Lettre 4 - Giuseppe Mazzini
Giuseppe Mazzini, l'âme de l'Italie en exil
Figure emblématique du XIXe siècle européen, Giuseppe Mazzini est l'un des pères du Risorgimento, le mouvement pour l'unification et l'indépendance de l'Italie. Théoricien républicain et révolutionnaire infatigable, il a fondé dans sa jeunesse le mouvement "Jeune-Italie" (Giovine Italia) qui visait à libérer la péninsule italienne de la domination étrangère, notamment autrichienne, et à y établir une république unie. Au moment où Victor Hugo lui écrit, en septembre 1851, Mazzini est un proscrit. Contraint à l'exil après l'échec des révolutions de 1848 et de l'éphémère République romaine de 1849, il vit principalement à Londres, qui est alors le refuge de nombreux révolutionnaires européens. Il y incarne la persévérance du combat républicain contre les monarchies et les empires.
Une convergence d'idéaux : la République universelle
Victor Hugo et Giuseppe Mazzini ne sont pas seulement contemporains, ils partagent une fraternité d'esprit profonde. Tous deux sont des figures majeures du républicanisme européen et rêvent d'un avenir de liberté et de souveraineté pour les peuples. Leur correspondance témoigne d'une admiration mutuelle et d'une vision commune qui dépasse les frontières nationales. Ils sont tous deux des partisans convaincus d'une fédération des peuples libres, que Hugo nommera les « États-Unis d'Europe ». Pour Hugo, Mazzini n'est pas seulement le champion de la cause italienne ; il est un frère dans le grand combat pour la "République universelle", un combat où la libération de l'Italie, de la Hongrie ou de la Pologne est indissociable de la défense de la République en France.

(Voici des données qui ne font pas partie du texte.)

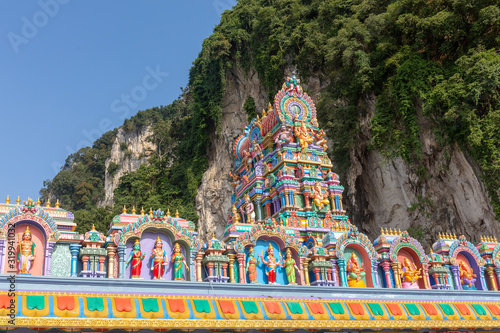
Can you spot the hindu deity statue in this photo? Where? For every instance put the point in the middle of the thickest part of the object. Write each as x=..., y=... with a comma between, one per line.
x=467, y=277
x=249, y=209
x=355, y=272
x=136, y=256
x=158, y=262
x=26, y=253
x=284, y=137
x=252, y=263
x=179, y=262
x=320, y=198
x=271, y=265
x=290, y=267
x=302, y=133
x=320, y=140
x=409, y=274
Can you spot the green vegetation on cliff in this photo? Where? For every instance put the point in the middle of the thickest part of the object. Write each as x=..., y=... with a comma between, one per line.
x=413, y=58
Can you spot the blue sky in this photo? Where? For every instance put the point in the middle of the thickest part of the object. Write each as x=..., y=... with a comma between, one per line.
x=71, y=70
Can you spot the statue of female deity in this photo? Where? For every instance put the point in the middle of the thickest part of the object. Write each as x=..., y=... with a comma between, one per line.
x=320, y=198
x=26, y=253
x=302, y=133
x=467, y=277
x=249, y=209
x=136, y=256
x=355, y=272
x=179, y=262
x=271, y=264
x=252, y=263
x=158, y=261
x=290, y=267
x=409, y=274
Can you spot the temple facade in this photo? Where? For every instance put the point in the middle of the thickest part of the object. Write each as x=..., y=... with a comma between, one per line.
x=289, y=259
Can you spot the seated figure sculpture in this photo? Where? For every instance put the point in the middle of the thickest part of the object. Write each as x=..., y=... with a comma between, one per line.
x=355, y=272
x=467, y=277
x=409, y=275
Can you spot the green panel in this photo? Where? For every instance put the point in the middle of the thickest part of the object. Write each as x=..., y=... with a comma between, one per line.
x=295, y=307
x=95, y=303
x=150, y=304
x=202, y=305
x=413, y=309
x=479, y=309
x=447, y=309
x=376, y=309
x=35, y=302
x=250, y=306
x=336, y=308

Une réponse, une "poignée de main" dans la mêlée
À la fin du mois de septembre, alors que ses fils sont en prison et que la menace pèse sur lui, Victor Hugo reçoit une lettre de soutien de la part de Giuseppe Mazzini. Sa réponse, datée du 28, est brève mais d'une grande portée symbolique. Loin d'être une simple politesse, elle est un acte politique. En quelques lignes, Hugo se positionne en frère d'armes. Il lie explicitement son propre "crime" – la défense du peuple en France – à celui de la défense des "nationalités en Europe", la cause même de Mazzini. Cette "poignée de main" échangée "au milieu de cette mêlée" est la reconnaissance d'une lutte commune. Par cette réponse, Hugo montre qu'il se perçoit non pas comme une victime isolée de la politique française, mais comme un soldat dans la grande armée des républicains européens.

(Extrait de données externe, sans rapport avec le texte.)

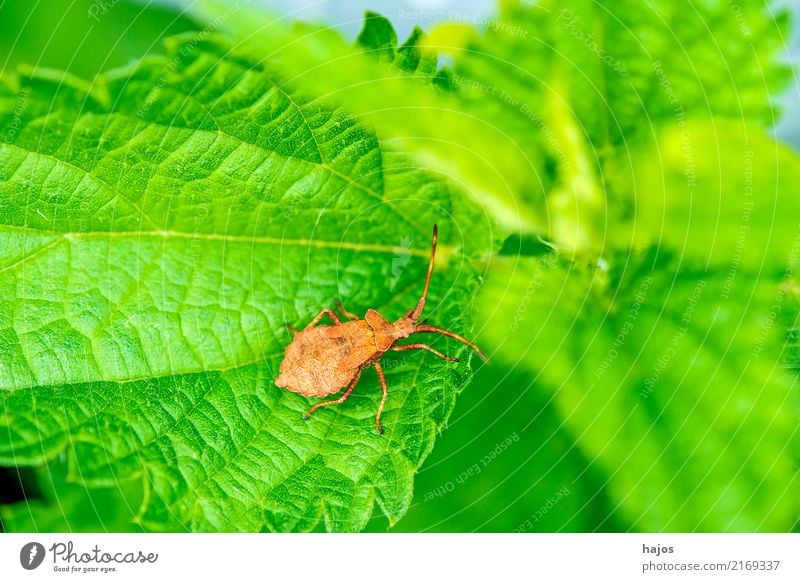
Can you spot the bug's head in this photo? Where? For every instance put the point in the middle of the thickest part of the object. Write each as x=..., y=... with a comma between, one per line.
x=404, y=327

Voici le texte intégral de cette lettre.
À Mazzini
Monsieur,
Votre noble et éloquente lettre m’a vivement ému. Elle m’est parvenue au milieu du combat acharné que je soutiens contre la réaction, qui ne me pardonne point d’avoir défendu, sans reculer d’un pas, le peuple en France et les nationalités en Europe. Voilà mon crime.
Cependant mes deux fils sont en prison : demain, peut-être, ce sera mon tour ; mais qu’importe...
Je suis heureux d’avoir reçu, au milieu de cette mêlée, une poignée de main du grand patriote Mazzini.
Victor Hugo.
Paris, 28 septembre 1851.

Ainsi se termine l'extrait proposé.